Friday, September 4, 2015
Soft spoken and spiritually inclined David Joseph Manners was born Rauf de Ryther Duan Acklom in Halifax, Nova Scotia in 1900. He benefited from a busy acting career (including DRACULA, THE BLACK CAT and a number of other horror roles) but found he had cultivated a distinct distaste for Hollywood. He eschewed the extravagant and excessive lifestyle of a successful actor and intensely disliked being "set up" by his publicist with dates that were surreptitiously designed for nothing more than photo ops with starlets hanging on the arm of one of Hollywood's most popular leading men. In 1936, he unceremoniously fled the decadence of Tinsel Town for the California desert, where he settled into the pursuit of spiritual and religious studies, writing and painting at his beloved and secluded Rancho Yucca Loma which he designed and built in 1933. He remained active by acting in numerous stage productions until about 1950. In 1978, Manners became restless and moved back to Los Angeles, where he lived in a home in Pacific Palisades, ironically not far from the sinful siren named Hollywood. He died at the age of 98 in Santa Barbara, Ventura County.
Manners was among the first actors to receive a star on the "Walk of Fame", but after he left Hollywood, the star was mysteriously removed with no reason given. In any event, the truth remains a mystery to this day.

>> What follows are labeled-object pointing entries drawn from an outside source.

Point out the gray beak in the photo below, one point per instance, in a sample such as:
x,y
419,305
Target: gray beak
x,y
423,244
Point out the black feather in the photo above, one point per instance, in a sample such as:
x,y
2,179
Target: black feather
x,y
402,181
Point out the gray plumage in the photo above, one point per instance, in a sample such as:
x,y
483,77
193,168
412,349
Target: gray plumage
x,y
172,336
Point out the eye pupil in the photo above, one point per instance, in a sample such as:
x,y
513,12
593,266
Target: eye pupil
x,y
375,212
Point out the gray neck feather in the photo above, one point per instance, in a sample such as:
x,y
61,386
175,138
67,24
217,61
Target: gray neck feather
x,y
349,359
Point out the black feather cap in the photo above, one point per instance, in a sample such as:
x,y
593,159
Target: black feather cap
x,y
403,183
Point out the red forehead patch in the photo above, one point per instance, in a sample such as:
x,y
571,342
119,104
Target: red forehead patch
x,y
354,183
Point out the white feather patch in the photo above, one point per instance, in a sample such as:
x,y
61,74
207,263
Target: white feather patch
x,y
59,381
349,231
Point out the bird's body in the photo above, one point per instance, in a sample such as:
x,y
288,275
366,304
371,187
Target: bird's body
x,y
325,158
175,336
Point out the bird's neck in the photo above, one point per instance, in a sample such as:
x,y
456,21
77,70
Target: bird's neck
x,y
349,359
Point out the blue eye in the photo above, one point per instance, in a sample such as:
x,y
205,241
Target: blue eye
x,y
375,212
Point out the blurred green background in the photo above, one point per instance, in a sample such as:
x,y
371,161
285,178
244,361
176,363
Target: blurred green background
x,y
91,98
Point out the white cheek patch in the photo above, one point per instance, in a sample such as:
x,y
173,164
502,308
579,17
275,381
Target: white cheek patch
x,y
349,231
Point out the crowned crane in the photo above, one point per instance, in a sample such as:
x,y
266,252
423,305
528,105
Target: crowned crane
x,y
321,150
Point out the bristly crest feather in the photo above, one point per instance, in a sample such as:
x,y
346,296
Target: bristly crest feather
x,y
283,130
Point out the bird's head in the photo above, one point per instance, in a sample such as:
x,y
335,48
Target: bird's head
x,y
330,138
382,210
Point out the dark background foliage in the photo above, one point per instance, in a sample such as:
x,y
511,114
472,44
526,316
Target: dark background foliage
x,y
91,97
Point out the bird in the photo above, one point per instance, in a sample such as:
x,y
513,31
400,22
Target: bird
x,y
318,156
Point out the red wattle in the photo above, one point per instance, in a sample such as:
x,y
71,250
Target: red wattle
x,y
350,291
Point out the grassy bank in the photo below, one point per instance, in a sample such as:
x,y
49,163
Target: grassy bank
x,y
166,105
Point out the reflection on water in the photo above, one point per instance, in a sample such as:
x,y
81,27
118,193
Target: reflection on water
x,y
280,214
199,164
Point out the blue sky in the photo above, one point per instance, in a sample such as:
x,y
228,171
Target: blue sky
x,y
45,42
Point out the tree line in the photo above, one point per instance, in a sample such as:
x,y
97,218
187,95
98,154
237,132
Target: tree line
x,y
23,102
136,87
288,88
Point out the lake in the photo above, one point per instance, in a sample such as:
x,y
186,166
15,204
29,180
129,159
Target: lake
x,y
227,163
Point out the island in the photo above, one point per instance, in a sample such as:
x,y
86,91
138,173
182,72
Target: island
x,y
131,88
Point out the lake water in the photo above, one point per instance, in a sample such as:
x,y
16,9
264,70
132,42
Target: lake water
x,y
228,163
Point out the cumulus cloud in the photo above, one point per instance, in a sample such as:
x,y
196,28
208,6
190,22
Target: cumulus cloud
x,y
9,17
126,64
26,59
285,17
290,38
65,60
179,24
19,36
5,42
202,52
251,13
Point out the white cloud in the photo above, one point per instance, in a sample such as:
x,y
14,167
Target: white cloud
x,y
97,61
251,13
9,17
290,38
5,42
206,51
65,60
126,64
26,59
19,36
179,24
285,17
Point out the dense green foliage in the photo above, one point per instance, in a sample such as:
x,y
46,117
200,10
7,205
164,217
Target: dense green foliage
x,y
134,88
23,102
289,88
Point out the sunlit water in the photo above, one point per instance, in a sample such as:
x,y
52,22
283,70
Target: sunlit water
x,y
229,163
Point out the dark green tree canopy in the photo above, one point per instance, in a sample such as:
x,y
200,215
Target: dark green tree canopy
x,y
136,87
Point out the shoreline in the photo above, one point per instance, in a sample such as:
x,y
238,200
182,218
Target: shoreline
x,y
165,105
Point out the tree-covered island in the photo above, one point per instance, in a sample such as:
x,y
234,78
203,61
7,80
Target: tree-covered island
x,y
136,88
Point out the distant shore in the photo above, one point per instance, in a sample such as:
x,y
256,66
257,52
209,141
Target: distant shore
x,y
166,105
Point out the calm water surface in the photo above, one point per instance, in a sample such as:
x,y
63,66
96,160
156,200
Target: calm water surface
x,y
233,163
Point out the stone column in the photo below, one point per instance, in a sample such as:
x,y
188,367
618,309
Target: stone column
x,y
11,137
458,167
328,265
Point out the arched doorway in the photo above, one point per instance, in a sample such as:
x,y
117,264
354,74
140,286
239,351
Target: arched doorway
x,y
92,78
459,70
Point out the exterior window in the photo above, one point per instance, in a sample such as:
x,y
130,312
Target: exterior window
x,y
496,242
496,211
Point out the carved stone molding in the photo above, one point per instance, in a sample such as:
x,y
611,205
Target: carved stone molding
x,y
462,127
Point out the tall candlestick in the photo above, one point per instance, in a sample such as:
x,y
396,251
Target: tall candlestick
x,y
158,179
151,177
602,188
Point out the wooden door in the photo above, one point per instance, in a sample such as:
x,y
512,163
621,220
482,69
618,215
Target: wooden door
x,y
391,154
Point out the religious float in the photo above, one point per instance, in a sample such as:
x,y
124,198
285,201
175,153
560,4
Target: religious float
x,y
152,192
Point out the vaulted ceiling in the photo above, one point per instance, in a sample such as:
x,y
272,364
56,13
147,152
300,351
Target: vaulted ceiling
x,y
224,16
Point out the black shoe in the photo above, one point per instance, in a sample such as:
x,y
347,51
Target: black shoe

The portrait shown above is from the May, 1932 issue of PICTURE PLAY magazine. The caption states that audiences will see him next in A DANGEROUS BRUNETTE. The film was released by Warner Bros. under the title, MAN WANTED. There is no photo credit, but the shot is probably by Homer Van Pelt, the still photographer for the film. Manners would make a few more movies that year before his role in Universal's THE MUMMY.